A few years and tears ago, Mother's Day was a day I wanted to skip over due to my own hurts and disappointments. I had spent many years prior to this dealing with the issue of Crohn's Disease and all that brought with it. Then, I dealt with the removal of my large intestine and having a permanent need for an ileostomy bag. But with that, it seemed I had my life back. Then, later on down the road, my husband and I would have to deal with infertility issues. It's one of those times when I couldn't understand why God would allow me to go through something else so hard to deal with.

Once we went through the second round of treatments, and I found out I was expecting, those wounds I had healed quickly. Although there is still a scar, a reminder that things aren't as simple for some as they are for others. It gives me the ability to be more empathetic as I would have had no way of understanding these feelings otherwise. I am blessed to be driven to insanity one minute with my son's whining and toddler tantrums. And I'm amazed when he sings his ABC's and recognizes letters and numbers that are written down before him. My heart melts when he wants to give me "loves", when he lays his head on my shoulder, and when he points to me and says, "That's Mama". I feel like a failure if he falls and gets hurt when I'm right there in arm's reach. But victory is close behind when he will clasp his hands together at the kitchen table to say grace before a meal.

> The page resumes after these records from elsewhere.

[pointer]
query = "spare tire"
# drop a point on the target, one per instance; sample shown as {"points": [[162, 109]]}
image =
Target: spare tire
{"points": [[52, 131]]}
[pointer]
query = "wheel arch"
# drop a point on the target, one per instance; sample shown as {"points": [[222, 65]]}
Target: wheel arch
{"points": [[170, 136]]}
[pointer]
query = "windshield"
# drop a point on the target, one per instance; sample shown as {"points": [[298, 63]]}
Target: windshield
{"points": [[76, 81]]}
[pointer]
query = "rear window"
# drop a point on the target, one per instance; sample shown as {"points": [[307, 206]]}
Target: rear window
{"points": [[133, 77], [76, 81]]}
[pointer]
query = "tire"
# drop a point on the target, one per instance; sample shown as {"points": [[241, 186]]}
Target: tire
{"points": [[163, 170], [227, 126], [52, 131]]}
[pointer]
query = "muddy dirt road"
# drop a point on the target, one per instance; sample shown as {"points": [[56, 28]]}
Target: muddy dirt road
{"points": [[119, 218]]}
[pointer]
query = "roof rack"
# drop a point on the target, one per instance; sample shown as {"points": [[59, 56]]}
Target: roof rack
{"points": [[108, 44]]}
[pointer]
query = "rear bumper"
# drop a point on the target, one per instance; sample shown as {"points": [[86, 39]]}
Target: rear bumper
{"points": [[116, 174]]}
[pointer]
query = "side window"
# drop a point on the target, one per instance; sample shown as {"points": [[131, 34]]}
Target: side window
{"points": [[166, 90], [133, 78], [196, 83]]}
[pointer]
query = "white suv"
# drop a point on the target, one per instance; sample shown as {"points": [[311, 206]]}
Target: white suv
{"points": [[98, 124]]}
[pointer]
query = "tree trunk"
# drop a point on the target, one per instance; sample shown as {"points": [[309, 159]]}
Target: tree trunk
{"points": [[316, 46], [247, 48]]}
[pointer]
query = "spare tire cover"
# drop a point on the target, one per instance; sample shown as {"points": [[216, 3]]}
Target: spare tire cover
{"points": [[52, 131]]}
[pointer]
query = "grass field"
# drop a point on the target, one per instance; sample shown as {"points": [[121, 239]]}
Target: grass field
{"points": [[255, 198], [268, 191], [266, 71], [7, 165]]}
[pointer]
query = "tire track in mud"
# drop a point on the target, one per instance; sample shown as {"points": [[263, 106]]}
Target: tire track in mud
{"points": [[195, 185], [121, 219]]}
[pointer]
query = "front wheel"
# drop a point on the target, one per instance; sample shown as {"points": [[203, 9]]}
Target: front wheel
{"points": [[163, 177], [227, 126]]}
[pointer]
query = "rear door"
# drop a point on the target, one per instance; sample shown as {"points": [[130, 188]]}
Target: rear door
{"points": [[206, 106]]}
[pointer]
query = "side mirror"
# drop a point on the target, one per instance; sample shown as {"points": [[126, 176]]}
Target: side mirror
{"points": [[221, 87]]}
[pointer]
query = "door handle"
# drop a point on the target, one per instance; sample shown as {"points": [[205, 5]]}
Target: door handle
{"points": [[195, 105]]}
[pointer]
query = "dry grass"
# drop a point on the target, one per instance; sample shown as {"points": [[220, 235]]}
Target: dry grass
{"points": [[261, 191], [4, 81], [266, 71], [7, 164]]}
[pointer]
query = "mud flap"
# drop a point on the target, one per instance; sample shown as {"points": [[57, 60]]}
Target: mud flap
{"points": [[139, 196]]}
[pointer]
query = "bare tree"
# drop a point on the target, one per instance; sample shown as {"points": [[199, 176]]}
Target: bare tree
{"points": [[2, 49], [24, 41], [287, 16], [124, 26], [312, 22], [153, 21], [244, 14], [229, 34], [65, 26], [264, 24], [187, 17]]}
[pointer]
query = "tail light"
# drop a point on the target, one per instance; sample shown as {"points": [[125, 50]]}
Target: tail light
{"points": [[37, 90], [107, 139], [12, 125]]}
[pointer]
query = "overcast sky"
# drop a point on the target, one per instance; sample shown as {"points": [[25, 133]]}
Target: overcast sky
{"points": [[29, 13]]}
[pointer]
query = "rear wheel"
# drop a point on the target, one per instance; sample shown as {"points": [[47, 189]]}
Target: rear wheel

And then I think about when I was so sick with Crohn's. There were times I was in the hospital for days at a time. My mom was there with me. She has her own service-based business, and if she doesn't work, she doesn't get paid. And while she was staying with me in the hospital, this was the case. My parents would never complain if there was financial stress through all of this (and I'd imagine there was some of that). There was a sacrifice there. The one that says "I will move Heaven and Earth to make sure the one I love is cared for". And it's not just the income that was sacrificed. She gave up time with my brother and sister and father to be with me in a cold hospital, sleeping on whatever contraption they had, and I'm sure being woke up as much as I was through all of the poking and prodding they do throughout the whole day and night.
Mother's Day shouldn't be the only day to recognize the love, service and sacrifice and mom gives to her family. This should be something to thank God for daily. To my mom, to all the moms out there, to those who have stepped up to the plate of motherhood when maybe you didn't have to, we thank you and hope you know how much you are loved and appreciated not only today, but everyday.